L’homme montre qu’il est rebelle et hostile à Dieu et c’est en cela que le monde est considéré comme pécheur


 

Kosmos (le mot grec pour monde) prend une autre connotation lorsque l’humanité est envisagée dans son rapport à Dieu.  Elle est alors considérée dans sa déchéance, engloutie dans le péché et hostie à Dieu; dans ce cas kosmos, appliqué à l’humanité, revêt un caractère maléfique.  Le monde humain n’est pas mauvais en soi, puisque Dieu a créé les hommes et que son œuvre est bonne.  Mais dans la réalité, l’homme montre qu’il est rebelle et hostile à Dieu et c’est en cela que le monde est considéré comme pécheur.  C’est dans ce contexte que les termes kosmos et aion se rapprochent le plus.  Les païens vivaient selon « le dieu de ce monde » (littéralement « selon le siècle de ce monde »), en suivant « le prince qui règne entre ciel et terre » (Ep 2.2).  La sagesse de ce siècle ou de ce monde s’oppose radicalement à celle de Dieu (1 Co 1.20-21).  Il ne s’agit pas de nier les succès intellectuels ni la sagesse de ce monde, mais même les meilleurs résultats de la pensée ou de la raison humaines ne sont en dernière que folie, car ils ne sauraient atteindre la connaissance de Dieu.  Il n’est pas nécessaire de dévaloriser la sagesse et la connaissance humaines en tant que telles, mais dans la mesure où l’esprit humain est corrompu par le péché, ce serait folie de vouloir atteindre par ce moyen la connaissance de Dieu qui ne peut s’obtenir que par la révélation.

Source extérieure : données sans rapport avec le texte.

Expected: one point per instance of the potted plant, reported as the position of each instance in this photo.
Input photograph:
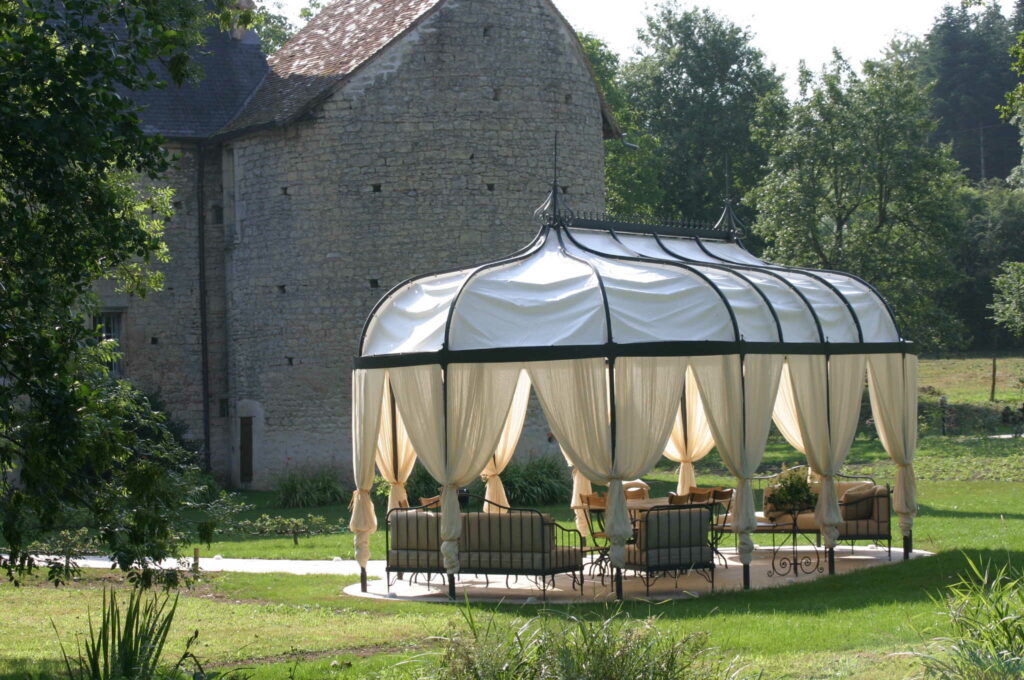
(793, 494)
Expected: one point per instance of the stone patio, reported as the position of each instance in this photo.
(523, 590)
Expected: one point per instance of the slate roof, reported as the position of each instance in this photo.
(232, 69)
(341, 38)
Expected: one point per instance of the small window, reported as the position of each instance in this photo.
(246, 450)
(111, 325)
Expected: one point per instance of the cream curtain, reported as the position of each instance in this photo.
(574, 397)
(506, 447)
(691, 438)
(581, 487)
(394, 463)
(478, 399)
(892, 382)
(368, 392)
(738, 393)
(823, 405)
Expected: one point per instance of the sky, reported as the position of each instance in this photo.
(786, 31)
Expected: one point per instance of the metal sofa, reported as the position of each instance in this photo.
(673, 540)
(508, 542)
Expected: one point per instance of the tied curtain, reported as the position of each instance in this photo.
(738, 393)
(816, 411)
(455, 445)
(394, 459)
(368, 393)
(892, 382)
(506, 447)
(574, 395)
(691, 437)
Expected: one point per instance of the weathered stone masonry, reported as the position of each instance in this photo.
(433, 155)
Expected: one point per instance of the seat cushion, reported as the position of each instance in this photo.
(855, 503)
(561, 558)
(674, 526)
(669, 558)
(514, 532)
(415, 559)
(415, 529)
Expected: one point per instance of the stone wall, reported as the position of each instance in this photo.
(433, 156)
(161, 333)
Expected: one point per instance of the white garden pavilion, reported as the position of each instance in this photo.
(640, 341)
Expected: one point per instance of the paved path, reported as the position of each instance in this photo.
(300, 566)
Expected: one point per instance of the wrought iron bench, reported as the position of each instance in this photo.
(508, 542)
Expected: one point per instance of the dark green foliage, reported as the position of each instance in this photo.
(311, 487)
(694, 90)
(1008, 303)
(581, 648)
(542, 480)
(966, 57)
(71, 155)
(293, 526)
(125, 645)
(853, 184)
(985, 609)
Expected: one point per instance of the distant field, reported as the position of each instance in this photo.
(969, 380)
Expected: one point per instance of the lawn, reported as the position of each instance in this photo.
(851, 626)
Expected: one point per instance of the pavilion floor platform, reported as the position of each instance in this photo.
(524, 590)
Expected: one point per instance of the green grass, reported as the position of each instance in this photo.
(972, 503)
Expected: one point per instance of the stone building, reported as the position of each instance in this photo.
(387, 138)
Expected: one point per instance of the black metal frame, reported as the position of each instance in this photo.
(527, 518)
(694, 526)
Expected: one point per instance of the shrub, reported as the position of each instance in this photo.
(543, 480)
(545, 647)
(128, 645)
(310, 487)
(986, 617)
(293, 526)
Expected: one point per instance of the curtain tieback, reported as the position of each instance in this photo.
(355, 496)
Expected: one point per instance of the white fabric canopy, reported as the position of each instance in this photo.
(737, 396)
(495, 490)
(394, 459)
(574, 397)
(604, 320)
(893, 387)
(368, 392)
(820, 399)
(691, 438)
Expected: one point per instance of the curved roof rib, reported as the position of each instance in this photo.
(600, 288)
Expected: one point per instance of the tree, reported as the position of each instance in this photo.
(966, 56)
(1008, 303)
(694, 89)
(633, 170)
(853, 184)
(75, 444)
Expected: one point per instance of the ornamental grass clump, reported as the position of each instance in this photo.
(985, 609)
(310, 487)
(548, 647)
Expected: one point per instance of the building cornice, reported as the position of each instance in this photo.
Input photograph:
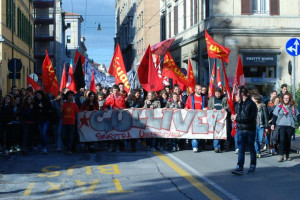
(9, 43)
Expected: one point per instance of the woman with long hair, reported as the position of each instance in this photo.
(284, 117)
(42, 109)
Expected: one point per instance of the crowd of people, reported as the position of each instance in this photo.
(29, 119)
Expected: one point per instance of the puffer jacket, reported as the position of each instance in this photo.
(246, 115)
(262, 116)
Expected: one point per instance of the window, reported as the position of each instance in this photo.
(260, 6)
(68, 39)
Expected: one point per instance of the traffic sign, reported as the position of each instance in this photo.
(12, 62)
(293, 47)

« L’esprit du monde », c’est-à-dire l’attitude générale et l’orientation de l’existence dans le monde se situent sur un autre plan que l’Esprit de Dieu (1 Co 2.2).  C’est pourquoi nul ne peut se vanter devant Dieu de la sagesse de ce monde, puisqu’elle n’est que folie.  Celui qui se confie entièrement dans les résultats de la sagesse humaine s’éloigne inévitablement de celle de Dieu (1 Co 3.19).  Les normes du monde, y compris les spéculations humaines, les traditions et même les religions, s’opposent au Christ (Col 2.8).  En dehors du Christ, toute l’humanité, Israël le peuple de Dieu y compris, demeure soumise à ces éléments du monde (Ga 4.3).  La liberté authentique ne peut venir que de la rédemption qui est en Christ.  Le monde possède sa religion propre qui enchaîne les hommes dans l’ascétisme et le légalisme d’une sagesse superficielle, qui peut susciter la piété et l’auto-discipline, mais qui est absolument incapable de résoudre le dilemme moral de l’homme (Col 2.2ss).  De ce point de vue le monde tombe sous le jugement de Dieu (1 Co 11.32) et a besoin d’être réconcilié avec lui (2 Co 5.19; Rm 11.15).
Source : Ladd, George Eldon.  Théologie du Nouveau Testament.  Traduit et édité par S. Rat et M. Schneider.  Charols, France : Excelsis, 2010,  chapitre 30 : L’homme sans Christ, page 416-17.